Jun Ju, a second-year PhD student at the University of Queensland, and co-organiser of the MATRIX–AMSI PhD Symposium – Machine Learning & Decision Making held between 17-18 March 2022, speaks on her recent Symposium experience. In her PhD research, Jun Ju focuses on “reinforcement learning for partially observable environments”.
What made you decide to organise a PhD symposium?
One day, I received an email call from MATRIX to organise a PhD symposium via the school mailing list. Later that day, my supervisor forwarded that email to all his students including me and encouraged us to organise a symposium together. We thought it would be a valuable opportunity to learn the process and to do it as a team. So, we decided to host a PhD symposium.
As an organiser of a PhD symposium, what have you found most memorable?
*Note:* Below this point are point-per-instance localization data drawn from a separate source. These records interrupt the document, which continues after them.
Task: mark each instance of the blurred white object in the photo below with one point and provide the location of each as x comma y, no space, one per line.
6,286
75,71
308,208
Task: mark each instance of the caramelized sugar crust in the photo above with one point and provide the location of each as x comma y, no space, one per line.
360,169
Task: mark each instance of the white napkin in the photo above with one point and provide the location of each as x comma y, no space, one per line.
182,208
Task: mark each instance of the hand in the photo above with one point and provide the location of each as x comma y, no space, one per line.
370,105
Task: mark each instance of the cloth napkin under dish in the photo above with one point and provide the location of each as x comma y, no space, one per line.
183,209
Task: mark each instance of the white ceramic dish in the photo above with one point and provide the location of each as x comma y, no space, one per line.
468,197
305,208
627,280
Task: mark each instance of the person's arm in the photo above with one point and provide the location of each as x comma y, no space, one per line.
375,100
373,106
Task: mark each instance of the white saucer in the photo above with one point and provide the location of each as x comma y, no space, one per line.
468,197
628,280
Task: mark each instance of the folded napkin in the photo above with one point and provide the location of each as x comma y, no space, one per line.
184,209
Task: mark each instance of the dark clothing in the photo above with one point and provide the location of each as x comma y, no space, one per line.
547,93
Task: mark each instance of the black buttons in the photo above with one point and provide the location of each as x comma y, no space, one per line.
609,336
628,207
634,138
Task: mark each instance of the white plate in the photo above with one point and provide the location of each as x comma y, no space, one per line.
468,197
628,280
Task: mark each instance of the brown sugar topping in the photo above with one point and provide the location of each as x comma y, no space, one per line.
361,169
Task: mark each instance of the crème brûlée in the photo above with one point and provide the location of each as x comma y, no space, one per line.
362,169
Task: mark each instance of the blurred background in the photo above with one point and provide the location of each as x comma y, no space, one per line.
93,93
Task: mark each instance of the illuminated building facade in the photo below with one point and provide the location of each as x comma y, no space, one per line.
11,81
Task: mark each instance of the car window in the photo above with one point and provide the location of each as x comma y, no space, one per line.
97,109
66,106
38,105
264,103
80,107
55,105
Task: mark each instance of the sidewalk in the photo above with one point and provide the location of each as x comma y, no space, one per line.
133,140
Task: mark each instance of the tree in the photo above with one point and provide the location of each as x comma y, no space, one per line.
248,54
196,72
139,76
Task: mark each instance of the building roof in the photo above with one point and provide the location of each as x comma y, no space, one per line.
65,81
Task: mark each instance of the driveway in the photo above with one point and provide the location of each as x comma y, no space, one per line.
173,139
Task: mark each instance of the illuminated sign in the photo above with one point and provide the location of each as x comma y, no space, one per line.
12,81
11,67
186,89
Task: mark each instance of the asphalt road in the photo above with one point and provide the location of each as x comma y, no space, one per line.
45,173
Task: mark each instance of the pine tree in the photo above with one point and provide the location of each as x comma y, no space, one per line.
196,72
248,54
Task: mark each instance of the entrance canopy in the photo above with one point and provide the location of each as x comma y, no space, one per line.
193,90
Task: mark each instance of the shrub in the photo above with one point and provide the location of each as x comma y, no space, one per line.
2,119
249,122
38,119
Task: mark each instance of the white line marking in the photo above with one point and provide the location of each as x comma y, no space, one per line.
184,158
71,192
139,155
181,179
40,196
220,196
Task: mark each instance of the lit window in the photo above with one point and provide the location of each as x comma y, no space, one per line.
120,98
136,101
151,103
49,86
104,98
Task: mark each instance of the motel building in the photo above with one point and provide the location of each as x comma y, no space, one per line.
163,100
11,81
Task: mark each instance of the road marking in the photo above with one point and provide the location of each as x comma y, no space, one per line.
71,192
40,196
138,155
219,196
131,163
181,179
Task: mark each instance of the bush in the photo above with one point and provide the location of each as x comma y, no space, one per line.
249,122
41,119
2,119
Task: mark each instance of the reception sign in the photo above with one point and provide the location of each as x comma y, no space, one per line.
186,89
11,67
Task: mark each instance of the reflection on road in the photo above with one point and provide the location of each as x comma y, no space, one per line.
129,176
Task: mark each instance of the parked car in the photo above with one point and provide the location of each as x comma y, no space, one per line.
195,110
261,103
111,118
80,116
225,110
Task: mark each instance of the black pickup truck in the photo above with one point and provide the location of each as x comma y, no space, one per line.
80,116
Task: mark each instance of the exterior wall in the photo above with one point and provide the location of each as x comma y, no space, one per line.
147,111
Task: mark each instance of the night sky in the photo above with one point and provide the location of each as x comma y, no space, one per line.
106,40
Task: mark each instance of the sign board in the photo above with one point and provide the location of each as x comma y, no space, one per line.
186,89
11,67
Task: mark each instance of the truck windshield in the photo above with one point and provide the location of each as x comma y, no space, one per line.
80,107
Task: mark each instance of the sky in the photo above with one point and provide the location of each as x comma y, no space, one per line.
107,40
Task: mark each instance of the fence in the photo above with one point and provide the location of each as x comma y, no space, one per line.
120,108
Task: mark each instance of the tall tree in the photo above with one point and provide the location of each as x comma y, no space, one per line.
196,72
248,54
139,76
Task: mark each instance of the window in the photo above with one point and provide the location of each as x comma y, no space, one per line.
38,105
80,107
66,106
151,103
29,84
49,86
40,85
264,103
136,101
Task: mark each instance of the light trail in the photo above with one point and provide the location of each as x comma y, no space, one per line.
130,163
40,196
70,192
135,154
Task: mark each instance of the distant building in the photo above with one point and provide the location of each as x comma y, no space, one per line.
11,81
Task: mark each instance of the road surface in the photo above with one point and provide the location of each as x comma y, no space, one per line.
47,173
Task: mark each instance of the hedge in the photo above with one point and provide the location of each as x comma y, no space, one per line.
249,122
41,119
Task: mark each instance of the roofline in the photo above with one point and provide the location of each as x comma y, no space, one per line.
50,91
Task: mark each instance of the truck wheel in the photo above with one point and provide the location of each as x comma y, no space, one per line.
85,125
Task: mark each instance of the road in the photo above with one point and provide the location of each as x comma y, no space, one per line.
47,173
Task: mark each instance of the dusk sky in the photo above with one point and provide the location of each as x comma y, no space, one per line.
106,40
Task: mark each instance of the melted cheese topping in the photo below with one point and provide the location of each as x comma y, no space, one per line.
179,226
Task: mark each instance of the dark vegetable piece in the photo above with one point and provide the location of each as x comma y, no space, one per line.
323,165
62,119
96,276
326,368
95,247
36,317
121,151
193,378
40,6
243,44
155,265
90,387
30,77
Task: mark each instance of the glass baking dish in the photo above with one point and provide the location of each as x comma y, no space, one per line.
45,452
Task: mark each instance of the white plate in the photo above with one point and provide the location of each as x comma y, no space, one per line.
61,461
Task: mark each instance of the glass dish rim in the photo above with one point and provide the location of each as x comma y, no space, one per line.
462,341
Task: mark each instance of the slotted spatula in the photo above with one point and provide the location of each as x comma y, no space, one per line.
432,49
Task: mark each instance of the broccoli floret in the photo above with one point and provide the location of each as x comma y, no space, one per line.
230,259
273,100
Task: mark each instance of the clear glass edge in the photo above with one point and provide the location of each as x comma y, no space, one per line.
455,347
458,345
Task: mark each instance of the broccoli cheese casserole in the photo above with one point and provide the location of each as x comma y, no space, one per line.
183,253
For me personally, the most memorable moments were related to the well-prepared talks delivered by the speakers. Each speaker had 40 minutes to present their talk, followed by 20 minutes of Q&A time. There were highly informative and interesting talks. We were grateful for this.
Another moving moment was that at the end of the first day after the morning session, we received an email from a college student. For her, it was a valuable opportunity to gain a better understanding of Machine Learning prior to studying at a university. Her words made me feel so encouraged and made the whole experience rewarding.